Phoenix-based artists Tomas Sosa of “Soul Phenomenal” will open the evening performance, and local DJ Alchemy will spin outside of the theater before the event. ASU notes that graffiti artists and dancers will also perform outside, and that a “talkback” with the cast will take place following the play.

You can head to ASU Friday, April 22, from 6-10pm for a free arts experience titled “Civil Disobedience” — taking place at the Galvin Plaza. The featured performance begins at 6:30pm and includes “Third Eye View” from the ASU School of Dance, an excerpt from Hinds’ “Dreamscape” and the Dulce Dance Company.

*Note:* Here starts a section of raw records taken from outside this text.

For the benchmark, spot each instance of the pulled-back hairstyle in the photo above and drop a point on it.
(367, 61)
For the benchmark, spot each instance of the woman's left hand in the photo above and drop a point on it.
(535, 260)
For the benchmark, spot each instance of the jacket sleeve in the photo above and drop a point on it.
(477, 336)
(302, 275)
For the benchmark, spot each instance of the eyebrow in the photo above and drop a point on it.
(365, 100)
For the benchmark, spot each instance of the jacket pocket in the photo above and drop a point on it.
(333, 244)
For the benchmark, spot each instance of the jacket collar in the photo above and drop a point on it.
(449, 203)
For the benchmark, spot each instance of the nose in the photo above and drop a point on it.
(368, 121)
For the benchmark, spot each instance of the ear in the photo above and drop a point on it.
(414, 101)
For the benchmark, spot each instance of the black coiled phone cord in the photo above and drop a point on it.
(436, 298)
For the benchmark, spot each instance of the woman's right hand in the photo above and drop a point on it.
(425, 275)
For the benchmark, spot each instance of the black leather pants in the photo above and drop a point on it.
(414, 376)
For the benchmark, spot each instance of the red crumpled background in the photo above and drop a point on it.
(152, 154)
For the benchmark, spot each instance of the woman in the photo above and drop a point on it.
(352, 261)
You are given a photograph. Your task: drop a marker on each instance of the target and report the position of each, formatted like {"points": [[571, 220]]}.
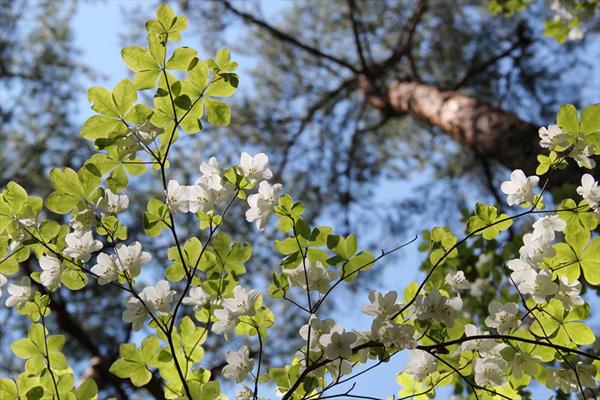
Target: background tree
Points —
{"points": [[362, 90], [350, 124]]}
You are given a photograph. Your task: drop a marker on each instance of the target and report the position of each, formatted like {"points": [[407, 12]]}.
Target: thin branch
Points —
{"points": [[288, 38]]}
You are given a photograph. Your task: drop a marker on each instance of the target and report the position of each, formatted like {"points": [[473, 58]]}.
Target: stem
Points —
{"points": [[46, 355]]}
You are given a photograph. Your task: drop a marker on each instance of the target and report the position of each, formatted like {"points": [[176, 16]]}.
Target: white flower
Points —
{"points": [[106, 269], [568, 293], [582, 153], [159, 297], [317, 328], [319, 277], [561, 378], [421, 365], [437, 307], [128, 146], [242, 302], [255, 168], [81, 244], [521, 270], [543, 228], [338, 343], [201, 198], [146, 133], [20, 293], [392, 334], [428, 306], [382, 306], [553, 137], [178, 197], [525, 363], [213, 178], [85, 218], [131, 258], [245, 394], [503, 317], [520, 188], [457, 280], [239, 364], [112, 203], [586, 374], [339, 367], [540, 287], [450, 310], [262, 204], [52, 270], [481, 345], [226, 323], [478, 287], [196, 297], [136, 312], [589, 190], [3, 281], [534, 251], [489, 371]]}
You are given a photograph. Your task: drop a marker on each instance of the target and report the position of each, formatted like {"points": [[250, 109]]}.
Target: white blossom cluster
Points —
{"points": [[136, 139], [526, 273], [209, 191], [229, 315]]}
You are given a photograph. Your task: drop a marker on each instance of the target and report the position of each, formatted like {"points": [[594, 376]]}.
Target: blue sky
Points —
{"points": [[100, 44]]}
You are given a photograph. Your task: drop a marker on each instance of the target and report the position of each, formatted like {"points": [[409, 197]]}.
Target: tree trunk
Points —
{"points": [[487, 130]]}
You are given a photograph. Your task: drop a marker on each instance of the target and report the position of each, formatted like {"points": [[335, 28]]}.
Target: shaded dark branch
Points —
{"points": [[355, 31], [482, 66], [405, 43], [99, 363], [287, 38], [322, 102]]}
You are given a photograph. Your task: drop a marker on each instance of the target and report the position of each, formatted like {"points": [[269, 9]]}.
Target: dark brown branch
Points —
{"points": [[405, 42], [325, 99], [287, 38], [355, 30], [99, 363], [482, 66]]}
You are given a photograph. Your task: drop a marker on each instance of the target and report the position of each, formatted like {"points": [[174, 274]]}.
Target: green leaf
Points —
{"points": [[61, 203], [580, 333], [67, 181], [590, 262], [140, 376], [90, 177], [590, 119], [146, 79], [217, 112], [567, 119], [138, 114], [198, 74], [360, 262], [15, 196], [124, 96], [223, 57], [181, 58], [224, 86], [98, 126], [123, 368], [118, 180], [25, 348], [135, 167], [102, 101], [88, 390], [165, 15], [8, 387], [139, 59]]}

The event also includes an MC exhibition, a DJ exhibition, a graffiti clinic, a DJ clinic and live graffiti artwork — with a panel discussion to follow. It’s all designed, says Todd, to continue a conversation started when Hinds performed another piece for ASU last year — a conversation that unites diverse people through the common language of hip hop.

If you’ve never considered the power of hip hop music to unite and inspire, this is your chance to see the heart of hip hop in action. “It all comes down to love,” reflects Todd.

Trip your teens out by alerting them to the event, or by going yourself. When they ask for a ride to the mall or the movie theater, just tell them you’ve already made “civil disobedience” plans.

Then pay special attention to those teaching or performing the fine art of graffiti. It’ll come in handy one day when your teens head off to school and you’re ready to reclaim, and redecorate, the nest that they’ve left empty.

— Lynn

Note: The ASU Herberger Institute for Design and the Arts‘ School of Theatre and Film presents a free Rickerby Hinds Colloquium Fri, April 22 from 3-4pm at ASU in Tempe (Location: Music 130).